Ready for Your Close-Up?
Al Roker has some production tips to share
Shoot from above. Nobody looks good when the camera is pointing up at your chin. Keep the camera at eye level or higher.
Come out of the shadows. Make sure your face is well illuminated, with no light source directly behind you.
Skip the sunset. Those digital backgrounds on some platforms are distracting. Instead, put some fresh flowers behind you, or sit in front of a bookshelf.
There were a couple of weeks when Nick couldn't do the show because of other commitments, and we just put the whole thing on hiatus, because nobody really wants to see me at home without my star sidekick.
You want the best for your kids, and this period has been hard because all our normal routines have just been turned upside down. But Nick is adaptable. He's a good swimmer, and he's been swimming in a nearby lake to stay in shape. He's thriving at school, even though it switched to Zoom.

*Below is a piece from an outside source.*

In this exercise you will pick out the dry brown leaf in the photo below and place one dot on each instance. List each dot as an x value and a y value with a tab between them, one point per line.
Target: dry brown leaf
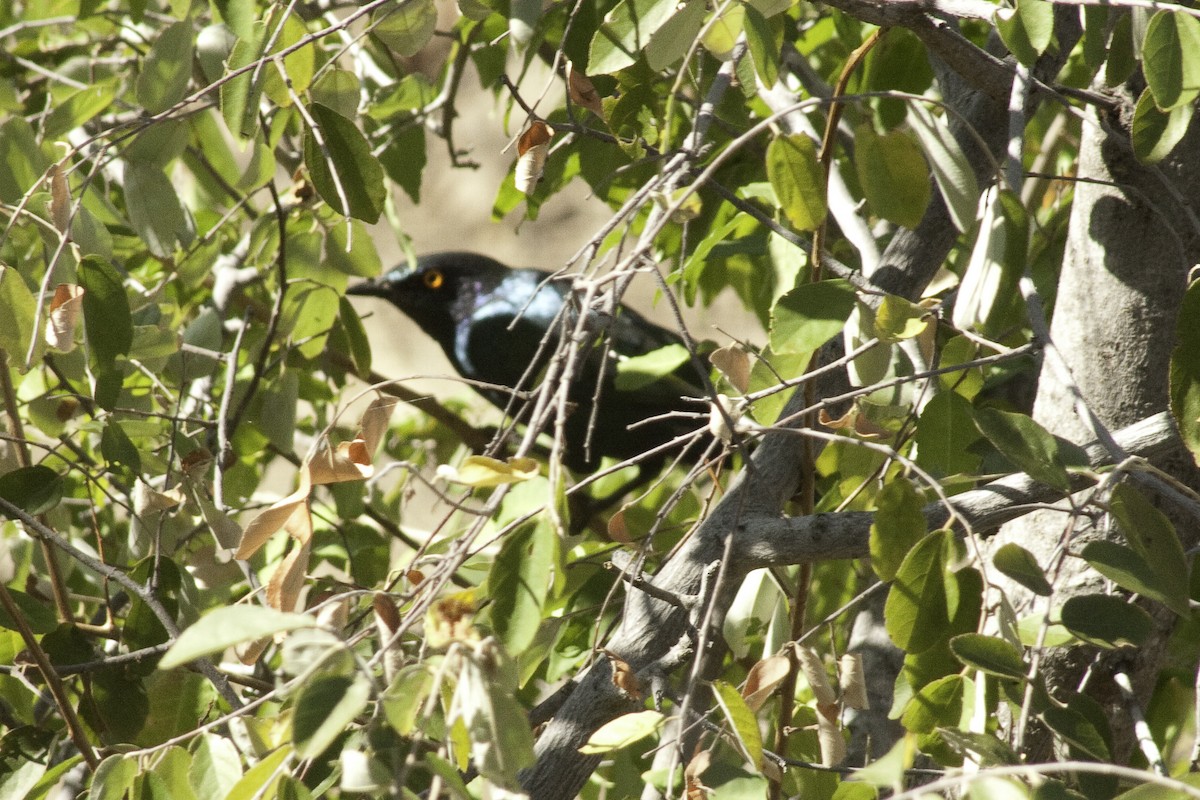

Being in the house together all the time can be challenging for anyone, and it's especially hard when your child has additional needs. But I'm so proud of the person Nick is becoming, and so glad I have this extra time to see him maturing into an adult. He's self-sufficient, and he's stretching into new areas. He's enjoying life and seeing he can do different things.

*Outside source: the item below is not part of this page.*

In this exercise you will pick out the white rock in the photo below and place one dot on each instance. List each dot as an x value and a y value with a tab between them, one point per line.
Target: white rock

It's fun making this show together, but it's also just really important — and one of the gifts of this weird pandemic moment — to bond as father and son. No matter what other troubles he's facing, he knows that as long as he's with family, everything's going to be OK. —As told to David Hochman
Al Roker, 66, is a weather and feature anchor for the Today show on NBC, as well as a cohost of the show's third hour.